The Action 5 Final Report identifies the IP assets that are in-scope of a nexus compliant approach. Should all these assets be eligible for a potential patent box regime in Canada? Are there differences in business practices with respect to different types of IP assets that should lead the Department of Finance to expect that commercialization and IP location decisions for each asset would respond differently to a patent box regime?
The definitions should be expanded to include proprietary data since establishment of that definition predates the rapid accelerate of AI and ML technologies seen in the past few years. High-quality, curated data for AI and ML development is today at least as important as patents and the algorithms built using that data, and development and management of these datasets is costly and time-intensive. Income derived from licensing or otherwise making available training datasets, beyond just the models trained on them, should be included as an eligible expense in the patent box regime.

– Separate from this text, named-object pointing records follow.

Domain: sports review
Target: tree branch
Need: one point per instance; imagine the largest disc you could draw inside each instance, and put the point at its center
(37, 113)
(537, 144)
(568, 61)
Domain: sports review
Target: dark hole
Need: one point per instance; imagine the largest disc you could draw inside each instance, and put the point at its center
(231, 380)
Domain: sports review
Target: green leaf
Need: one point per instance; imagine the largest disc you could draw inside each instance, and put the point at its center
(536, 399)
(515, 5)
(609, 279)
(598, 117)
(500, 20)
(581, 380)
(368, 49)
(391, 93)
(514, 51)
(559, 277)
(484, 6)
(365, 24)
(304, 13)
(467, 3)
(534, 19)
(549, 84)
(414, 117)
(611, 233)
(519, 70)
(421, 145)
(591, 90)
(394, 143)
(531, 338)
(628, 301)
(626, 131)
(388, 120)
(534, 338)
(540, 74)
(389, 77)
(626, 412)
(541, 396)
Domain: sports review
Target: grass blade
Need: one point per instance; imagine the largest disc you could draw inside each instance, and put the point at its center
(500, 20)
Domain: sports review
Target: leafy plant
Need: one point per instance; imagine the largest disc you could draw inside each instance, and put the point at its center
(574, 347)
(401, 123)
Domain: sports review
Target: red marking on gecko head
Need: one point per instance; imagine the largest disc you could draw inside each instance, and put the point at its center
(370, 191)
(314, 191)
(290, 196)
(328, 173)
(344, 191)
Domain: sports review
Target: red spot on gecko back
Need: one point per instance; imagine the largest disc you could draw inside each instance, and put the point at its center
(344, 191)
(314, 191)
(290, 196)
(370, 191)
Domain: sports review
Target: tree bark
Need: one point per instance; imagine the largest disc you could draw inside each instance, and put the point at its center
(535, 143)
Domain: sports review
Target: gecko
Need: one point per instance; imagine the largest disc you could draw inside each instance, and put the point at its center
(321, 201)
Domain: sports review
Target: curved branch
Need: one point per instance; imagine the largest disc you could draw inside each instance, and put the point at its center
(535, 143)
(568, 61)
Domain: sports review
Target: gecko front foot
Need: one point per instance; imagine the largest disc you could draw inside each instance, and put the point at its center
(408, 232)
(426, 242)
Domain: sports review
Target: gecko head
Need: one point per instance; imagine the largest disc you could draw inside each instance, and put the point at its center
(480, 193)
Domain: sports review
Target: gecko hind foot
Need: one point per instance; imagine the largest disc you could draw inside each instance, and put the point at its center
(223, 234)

If Canada were to implement a patent box regime, compliance with the nexus approach would require businesses to report detailed information around expenditures incurred in the development of eligible IP, similar to requirements in place under regimes in other jurisdictions that are compliant with the nexus approach. Drawing on experience with nexus-compliant regimes in other jurisdictions, please share any comments on challenges and best practices in this regard.
Data collections is a critical element for evidence-based policy development that is currently missing. As previously noted in my SR&ED recommendations, any company benefitting from taxpayer-funded subsidies should be contractually required to report on use of IP for a period of no less than 10 years, and that requirement should be contractually inherited by any acquirer, assignee, or licensee of that IP. Failure to pass on this requirements should trigger repayment of the benefit.

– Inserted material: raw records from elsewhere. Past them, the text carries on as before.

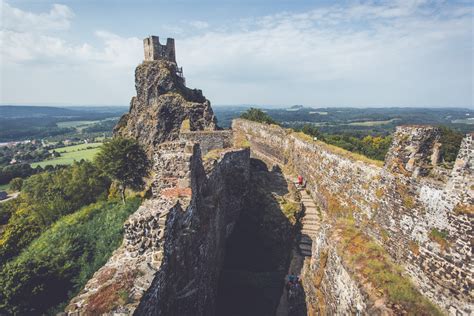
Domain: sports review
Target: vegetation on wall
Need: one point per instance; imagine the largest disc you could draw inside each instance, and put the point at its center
(257, 115)
(372, 264)
(450, 142)
(124, 161)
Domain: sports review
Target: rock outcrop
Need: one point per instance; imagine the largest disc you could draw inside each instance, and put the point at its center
(161, 105)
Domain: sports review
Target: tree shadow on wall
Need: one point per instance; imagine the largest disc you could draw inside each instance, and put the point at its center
(260, 249)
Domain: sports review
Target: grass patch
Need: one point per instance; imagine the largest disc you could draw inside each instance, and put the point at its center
(78, 125)
(5, 187)
(68, 149)
(371, 262)
(339, 150)
(373, 123)
(240, 140)
(70, 154)
(213, 154)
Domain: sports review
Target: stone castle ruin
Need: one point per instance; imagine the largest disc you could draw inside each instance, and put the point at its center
(155, 51)
(174, 245)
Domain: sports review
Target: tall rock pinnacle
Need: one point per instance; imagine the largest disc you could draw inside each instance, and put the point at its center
(163, 101)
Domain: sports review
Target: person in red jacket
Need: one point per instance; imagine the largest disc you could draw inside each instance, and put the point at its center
(300, 180)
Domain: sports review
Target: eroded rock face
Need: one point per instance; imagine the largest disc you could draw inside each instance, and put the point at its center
(162, 103)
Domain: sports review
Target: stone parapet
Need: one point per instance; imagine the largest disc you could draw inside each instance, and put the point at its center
(424, 226)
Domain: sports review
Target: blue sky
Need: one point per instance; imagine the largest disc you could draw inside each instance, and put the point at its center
(273, 52)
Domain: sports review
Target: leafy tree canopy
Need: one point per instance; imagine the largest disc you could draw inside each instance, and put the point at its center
(124, 161)
(257, 115)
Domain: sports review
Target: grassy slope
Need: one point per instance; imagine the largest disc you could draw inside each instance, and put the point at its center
(59, 262)
(372, 264)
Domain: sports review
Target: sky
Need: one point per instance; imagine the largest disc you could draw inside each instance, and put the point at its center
(257, 52)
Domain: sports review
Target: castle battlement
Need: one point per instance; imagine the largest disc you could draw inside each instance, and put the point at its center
(155, 51)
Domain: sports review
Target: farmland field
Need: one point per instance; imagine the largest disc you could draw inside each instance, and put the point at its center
(75, 124)
(68, 149)
(4, 187)
(372, 123)
(70, 154)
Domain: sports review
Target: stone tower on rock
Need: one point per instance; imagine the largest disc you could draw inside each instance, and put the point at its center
(155, 51)
(163, 102)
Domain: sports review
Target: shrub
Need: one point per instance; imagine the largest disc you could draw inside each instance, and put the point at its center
(257, 115)
(45, 198)
(57, 264)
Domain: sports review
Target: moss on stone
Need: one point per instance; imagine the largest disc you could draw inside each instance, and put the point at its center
(372, 264)
(439, 236)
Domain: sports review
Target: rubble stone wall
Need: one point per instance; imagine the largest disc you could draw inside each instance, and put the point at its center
(173, 248)
(209, 140)
(425, 225)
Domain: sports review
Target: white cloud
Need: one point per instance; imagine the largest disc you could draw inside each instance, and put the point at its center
(391, 53)
(199, 24)
(13, 19)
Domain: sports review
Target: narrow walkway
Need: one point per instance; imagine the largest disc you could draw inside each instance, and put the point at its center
(311, 223)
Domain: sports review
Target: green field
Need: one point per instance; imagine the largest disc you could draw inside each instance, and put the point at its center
(80, 147)
(372, 123)
(70, 154)
(4, 187)
(78, 125)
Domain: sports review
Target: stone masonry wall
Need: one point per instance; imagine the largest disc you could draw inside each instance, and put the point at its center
(405, 214)
(342, 294)
(173, 246)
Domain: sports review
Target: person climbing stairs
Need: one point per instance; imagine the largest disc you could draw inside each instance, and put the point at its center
(311, 223)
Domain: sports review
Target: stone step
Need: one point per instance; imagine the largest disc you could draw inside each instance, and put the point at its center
(311, 226)
(311, 221)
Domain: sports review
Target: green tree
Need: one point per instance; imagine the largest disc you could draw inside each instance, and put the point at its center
(46, 197)
(16, 184)
(257, 115)
(450, 142)
(124, 161)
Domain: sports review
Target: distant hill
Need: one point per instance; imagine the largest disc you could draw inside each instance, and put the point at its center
(24, 111)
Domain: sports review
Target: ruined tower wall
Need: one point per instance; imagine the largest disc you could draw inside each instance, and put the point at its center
(405, 214)
(173, 247)
(155, 51)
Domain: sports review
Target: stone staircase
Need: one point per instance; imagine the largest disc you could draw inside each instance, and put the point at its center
(311, 223)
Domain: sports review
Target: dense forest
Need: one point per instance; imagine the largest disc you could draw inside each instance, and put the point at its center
(64, 225)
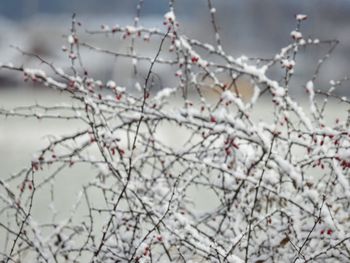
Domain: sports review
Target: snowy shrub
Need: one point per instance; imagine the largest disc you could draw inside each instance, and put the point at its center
(274, 188)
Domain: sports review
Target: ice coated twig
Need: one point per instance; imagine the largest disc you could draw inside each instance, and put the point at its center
(274, 190)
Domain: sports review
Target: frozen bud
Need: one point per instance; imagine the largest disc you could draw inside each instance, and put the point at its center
(70, 39)
(296, 35)
(169, 17)
(111, 84)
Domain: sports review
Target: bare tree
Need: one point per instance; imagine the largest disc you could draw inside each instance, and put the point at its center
(281, 185)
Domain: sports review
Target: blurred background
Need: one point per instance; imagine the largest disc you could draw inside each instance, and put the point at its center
(251, 27)
(254, 28)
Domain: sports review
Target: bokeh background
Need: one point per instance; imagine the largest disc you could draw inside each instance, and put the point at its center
(255, 28)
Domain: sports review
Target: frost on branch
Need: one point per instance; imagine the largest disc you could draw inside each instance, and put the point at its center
(274, 189)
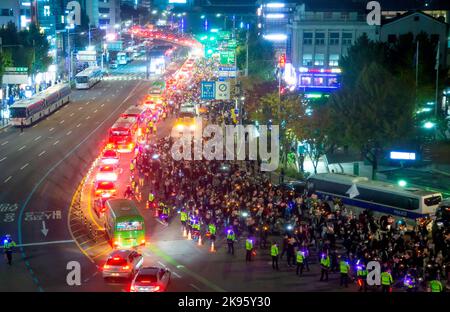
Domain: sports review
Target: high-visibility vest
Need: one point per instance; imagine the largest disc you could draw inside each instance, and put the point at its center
(300, 256)
(436, 286)
(325, 262)
(248, 244)
(343, 267)
(231, 236)
(386, 278)
(274, 250)
(361, 272)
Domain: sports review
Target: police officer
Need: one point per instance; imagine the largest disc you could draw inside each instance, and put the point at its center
(274, 253)
(344, 268)
(300, 259)
(325, 264)
(212, 231)
(436, 285)
(183, 218)
(8, 245)
(361, 273)
(249, 249)
(386, 281)
(231, 237)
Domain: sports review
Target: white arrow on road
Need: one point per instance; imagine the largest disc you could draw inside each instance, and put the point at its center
(44, 229)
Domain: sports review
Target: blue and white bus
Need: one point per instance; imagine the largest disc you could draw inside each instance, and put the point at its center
(28, 111)
(88, 77)
(381, 197)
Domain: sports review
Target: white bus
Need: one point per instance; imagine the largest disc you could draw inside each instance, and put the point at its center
(381, 197)
(88, 77)
(122, 58)
(28, 111)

The value provided to these companies through subsidies such as SR&ED and the patent box regime contemplated more than justify collection of the required data. A significant portion of the data on the actual development process is already collected in the process of administering SR&ED, what is missing is the long-term tracking of downstream use and flow of the resulting IP in order to assess the impact and value of these policy levers.
Design of the data collection framework, including which metrics to track, should be the subject of a separate consultation call on the subject involving all relevant stakeholders.
Are there design features of a patent box regime that the Department of Finance should consider specifically to limit new fiscal costs to the government?
Given how little income net Canadian firms receive from patents currently, I do not anticipate that giving preferential tax treatment to these assets will significantly impact tax revenues. Additionally, if my recommendations on SR&ED reform are implemented, the relevant data collection could easily be a rider to the SR&ED program, without adding any additional overhead. With savings of $1B already identified in the SR&ED overhaul, there is no apolitical reason that this could not occur as part of that effort while maintaining overall cost-neutrality.